Posted by Shawn Hall on

A coin ring is made from a REAL coin. We use all genuine coins from pennies to silver dollars. There is no soldering and we do not melt the coins down to create the ring. A series of specialized dies and tools are used to reshape the coin without affecting the original design of the coin.                                    
      This does lead to some common questions.
            "Isn't it illegal to make jewelry out of coins?" 
            "Can't you get in trouble for this to U.S. coins?" 
      The answer is no: it is not illegal to make jewelry out of coins. It only becomes illegal if a person is attempting to fraudulently alter the coin. Consider the penny smashing machine at national parks and many other government and public attractions.
      U.S. Code is 18 U.S.C. §331 reads: “Whoever fraudulently alters, defaces, mutilates, impairs, diminishes, falsifies, scales or lightens any of the coins coined at the mints of the United States, or any foreign coins which are by law made current or are in actual use or circulation as money within the United States; or whoever fraudulently possesses, passes, utters, publishes, or sells, or attempts to pass, utter, publish, or sell, or brings into the United States, any such coin, knowing the same to be altered, defaced, mutilated, impaired, diminished, falsified, scaled or lightened – shall be fined under this title or imprisoned not more than five years, or both.”
     Still sounds questionable doesn't it?
     The U.S. Mint website clears this up: Section 331 of Title 18 of the United States code provides criminal penalties for anyone who ‘fraudulently alters, defaces, mutilates impairs, diminishes, falsifies, scales, or lightens any of the coins coined at the Mints of the United States. This statute means that you may be violating the law if you change the appearance of the coin in order to fraudulently represent it as any coin other than what it is. The U.S. Mint does not promote coloring, plating or altering U.S. coinage: however, there are no sanctions against such activity without fraudulent intent. (Source U.S. Mint)

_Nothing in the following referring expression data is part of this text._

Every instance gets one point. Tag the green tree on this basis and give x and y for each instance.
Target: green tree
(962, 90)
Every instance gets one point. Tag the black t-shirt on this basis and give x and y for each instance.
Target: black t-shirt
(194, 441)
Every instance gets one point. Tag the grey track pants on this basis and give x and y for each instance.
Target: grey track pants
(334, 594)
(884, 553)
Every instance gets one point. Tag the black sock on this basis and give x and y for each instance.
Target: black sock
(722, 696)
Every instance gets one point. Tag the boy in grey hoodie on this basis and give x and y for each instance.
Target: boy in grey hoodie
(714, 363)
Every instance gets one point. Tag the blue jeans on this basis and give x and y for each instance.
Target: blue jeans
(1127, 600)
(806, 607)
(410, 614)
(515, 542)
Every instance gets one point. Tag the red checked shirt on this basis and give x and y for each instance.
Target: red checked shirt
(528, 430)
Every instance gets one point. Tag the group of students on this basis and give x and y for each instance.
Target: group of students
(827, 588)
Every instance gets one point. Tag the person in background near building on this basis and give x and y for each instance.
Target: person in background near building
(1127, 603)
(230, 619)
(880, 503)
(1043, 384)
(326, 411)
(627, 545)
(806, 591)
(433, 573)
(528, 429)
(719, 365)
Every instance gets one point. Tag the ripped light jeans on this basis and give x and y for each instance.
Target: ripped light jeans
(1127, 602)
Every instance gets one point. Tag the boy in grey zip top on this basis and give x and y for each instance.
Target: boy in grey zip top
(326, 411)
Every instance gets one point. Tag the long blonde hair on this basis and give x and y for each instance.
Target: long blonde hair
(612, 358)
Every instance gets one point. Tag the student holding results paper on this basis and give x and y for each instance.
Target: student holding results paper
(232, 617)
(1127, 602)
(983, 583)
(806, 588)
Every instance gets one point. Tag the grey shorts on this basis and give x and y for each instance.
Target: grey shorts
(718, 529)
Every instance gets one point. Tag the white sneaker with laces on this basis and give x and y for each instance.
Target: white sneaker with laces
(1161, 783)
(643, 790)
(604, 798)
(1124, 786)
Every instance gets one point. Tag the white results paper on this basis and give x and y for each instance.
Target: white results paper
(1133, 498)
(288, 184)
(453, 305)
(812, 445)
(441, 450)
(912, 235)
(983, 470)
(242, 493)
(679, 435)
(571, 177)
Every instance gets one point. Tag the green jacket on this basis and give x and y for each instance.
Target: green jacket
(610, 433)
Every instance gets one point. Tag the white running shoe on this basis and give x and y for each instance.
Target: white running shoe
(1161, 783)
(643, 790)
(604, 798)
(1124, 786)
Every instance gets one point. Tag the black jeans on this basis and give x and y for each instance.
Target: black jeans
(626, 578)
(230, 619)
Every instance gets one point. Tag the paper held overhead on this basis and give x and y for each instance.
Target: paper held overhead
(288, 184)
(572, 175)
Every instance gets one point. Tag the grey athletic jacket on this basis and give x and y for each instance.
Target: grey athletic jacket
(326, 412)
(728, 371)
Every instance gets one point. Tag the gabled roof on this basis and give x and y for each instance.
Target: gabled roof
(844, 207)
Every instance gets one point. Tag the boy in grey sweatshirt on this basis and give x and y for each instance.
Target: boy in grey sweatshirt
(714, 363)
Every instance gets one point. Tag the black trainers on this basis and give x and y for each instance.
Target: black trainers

A Great example of this is the 1883 no cents nickel. This coin and the 5$ gold coin had the same exact design which made fraud quite easy. People were taking the standard nickels, plating them in gold, and passing them off as $5 gold coins. This is obviously fraud and definitely illegal. However, if somebody had taken those same nickles and made jewelry out of them, that would not break any laws because it was not claiming to be something it wasn't. When I take a silver dollar and turn that into a silver dollar ring, I am not trying to convince you that it is anything other than what it it is. All I have done is changed its form.